I have the following dictionary:
ip_dict = 
{
    "doc_1" : {
                "img_1" : ("FP","some long text"),
                "img_2" : ("LP", "another long text"),
                "img_3" : ("Others", "long text"),
                "img_4" : ("Others", "some loong text"),
                "img_5" : ("FP", "one more text"),
                "img_6" : ("FP", "another one"),
                "img_7" : ("LP", "ANOTHER ONE"),
                "img_8" : ("Others", "some text"),
                "img_9" : ("Others", "some moretext"),
                "img_10" : ("FP", "more text"),
                "img_11" : ("Others", "whatever"),
                "img_12" : ("Others", "more whatever"),
                "img_13" : ("LP", "SoMe TeXt"),
                "img_14" : ("Others", "some moretext"),
                "img_15" : ("FP", "whatever"),
                "img_16" : ("Others", "whatever"),
                "img_17" : ("LP", "whateverrr")
            },
    "doc_2" : {
                "img_1" : ("FP", "text"),
                "img_2" : ("FP", "more text"),
                "img_3" : ("LP", "more more text"),
                "img_4" : ("Others", "some more"),
                "img_5" : ("Others", "text text"),
                "img_6" : ("FP", "more more text"),
                "img_7" : ("Others", "lot of text"),
                "img_8" : ("LP", "still more text")
            }
}
Here FP represents the first page and LP the last page. For all the docs I only want to extract the FP and LP. For the Others, if they lie between FP and LP only then extract them, as they represent the pages between FP and LP. If they lie outside FP and LP then ignore them. Also for FP which are not followed by a LP, treat them as a single page and extract them. So my output dictionary would look like:
op_dict = 
{
    "doc_1" : [
                {
                "img_1" : ("FP","some long text"),
                "img_2" : ("LP", "another long text")
                },
                {
                    "img_5" : ("FP", "one more text")
                },
                {
                    "img_6" : ("FP", "another one"),
                    "img_7" : ("LP", "ANOTHER ONE")
                },
                {
                    "img_10" : ("FP", "more text"),
                    "img_11" : ("Others", "whatever"),
                    "img_12" : ("Others", "more whatever"),
                    "img_13" : ("LP", "SoMe TeXt"),
                },
                {
                    "img_15" : ("FP", "whatever"),
                    "img_16" : ("Others", "whatever"),
                    "img_17" : ("LP", "whateverrr"),
                }
            ],
    "doc_2" : [
                {
                "img_1" : ("FP", "text")
                },
                {        
                "img_2" : ("FP", "more text"),
                "img_3" : ("LP", "more more text")

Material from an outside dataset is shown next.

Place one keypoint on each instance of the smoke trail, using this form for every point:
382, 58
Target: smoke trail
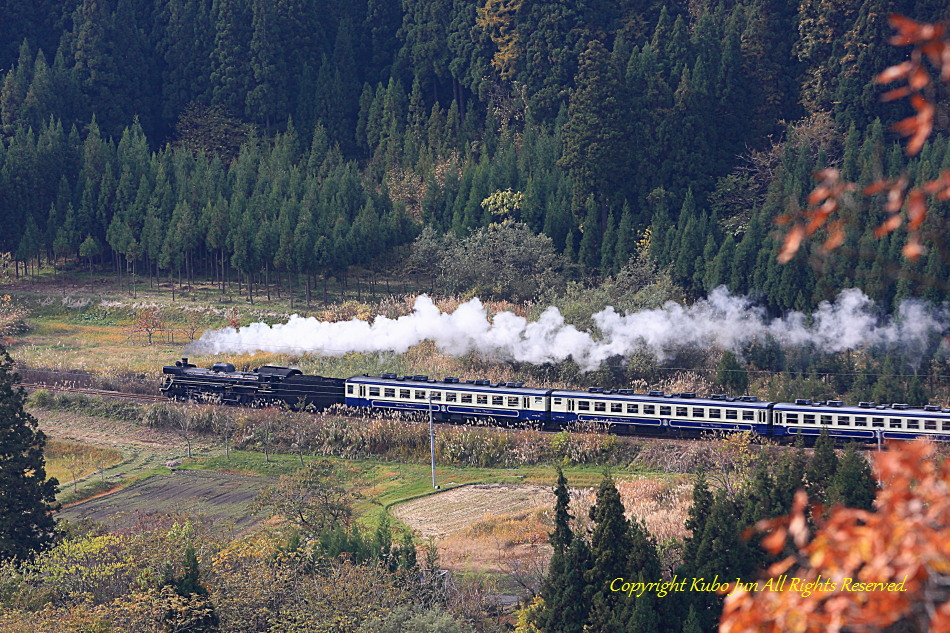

                },        
                {
                "img_6" : ("FP", "more more text"),
                "img_7" : ("Others", "lot of text"),
                "img_8" : ("LP", "still more text")
                },
            ]
}
As you can see, all the FP and LP have been extracted, but also those Others which are in between FP and LP have also been extracted and stored in a dictionary. Also those FP which are not followed by a LP have also been extracted.
PS:
ip_dict = 
{
    "doc_1" : {
                "img_1" : ("LP","some long text"),
                "img_2" : ("Others", "another long text"),
                "img_3" : ("Others", "long text"),
                "img_4" : ("FP", "long text"),
                "img_5" : ("Others", "long text"),
                "img_6" : ("LP", "long text")
            }
}
op_dict =     {
        "doc_1" : [{
                    "img_1" : ("LP","some long text")
                },
                    {
                    "img_4" : ("FP", "long text"),
                    "img_5" : ("Others", "long text"),
                    "img_6" : ("LP", "long text")
                    }
                  ]
    
              }
Any help is appreciated!